Key Facts
- •Claim for damages arising from mesothelioma death of Derek Cuthbert on 5 April 2022.
- •Claim brought by deceased's widow as executrix of his estate.
- •Alleged asbestos exposure during deceased's employment with Taylor Woodrow between 1956 and 1959 at Queenswood School.
- •Claim based on common law negligence.
- •Defendant unable to confirm employment details due to missing records and company dissolution.
- •Deceased's exposure primarily from supervising carpenters cutting Asbestolux boards and sweeping up dust.
- •No protective equipment provided.
- •Central issues: extent of exposure and whether it constituted a breach of duty.
- •Deceased's evidence relied upon, but its reliability questioned due to inconsistencies and time elapsed.
- •Expert evidence from occupational hygienists presented conflicting initial findings, later converging on a low exposure level.
- •Literature review focusing on knowledge of asbestos risks in the late 1950s.
Legal Principles
Common law negligence.
None specified directly, but implied throughout the judgment.
Duty of care of a reasonable and prudent employer based on knowledge (actual or constructive) of risks.
Stokes v Guest, Keen and Nettlefold [1968] 1 WLR 1776; Thompson v Smiths Shiprepairers [1984] QB 405
Recognised and established practice is relevant but not the sole test for negligence; foreseeability must be judged by the standards of the time, not with hindsight.

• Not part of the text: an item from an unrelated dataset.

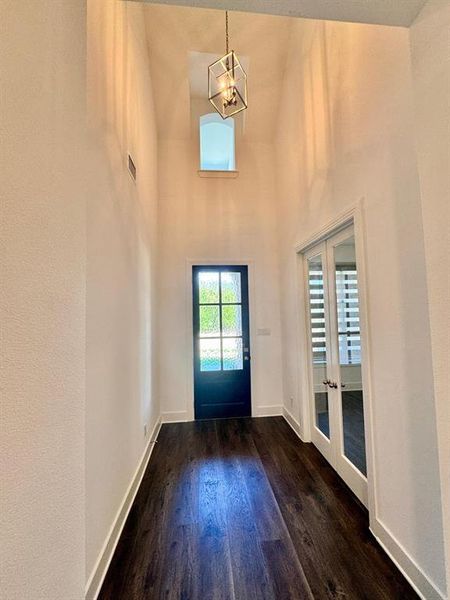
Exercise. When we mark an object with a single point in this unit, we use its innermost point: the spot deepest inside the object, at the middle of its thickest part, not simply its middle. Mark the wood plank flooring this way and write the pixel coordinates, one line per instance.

Baker v Quantum Clothing Group Limited [2011] UKSC 17
Even low-level asbestos exposure should have triggered precautions if the employer knew or ought to have known of the risk, especially given absence of knowledge of safe exposure levels.
Hawkes v Warmex Limited [2018] EWHC 205; Jeromson [2001] EWCA Civ 101; Owen v IMI Yorkshire Copper Tube
Degree of exposure is relevant to foreseeability of risk.
Jeromson [2001] EWCA Civ 101
Outcomes
Judgment for the defendant.
The court found that the deceased's exposure to asbestos was low, light, and intermittent, and that a reasonable employer in the late 1950s could not have foreseen a significant risk of injury at that level of exposure. Therefore, there was no breach of duty.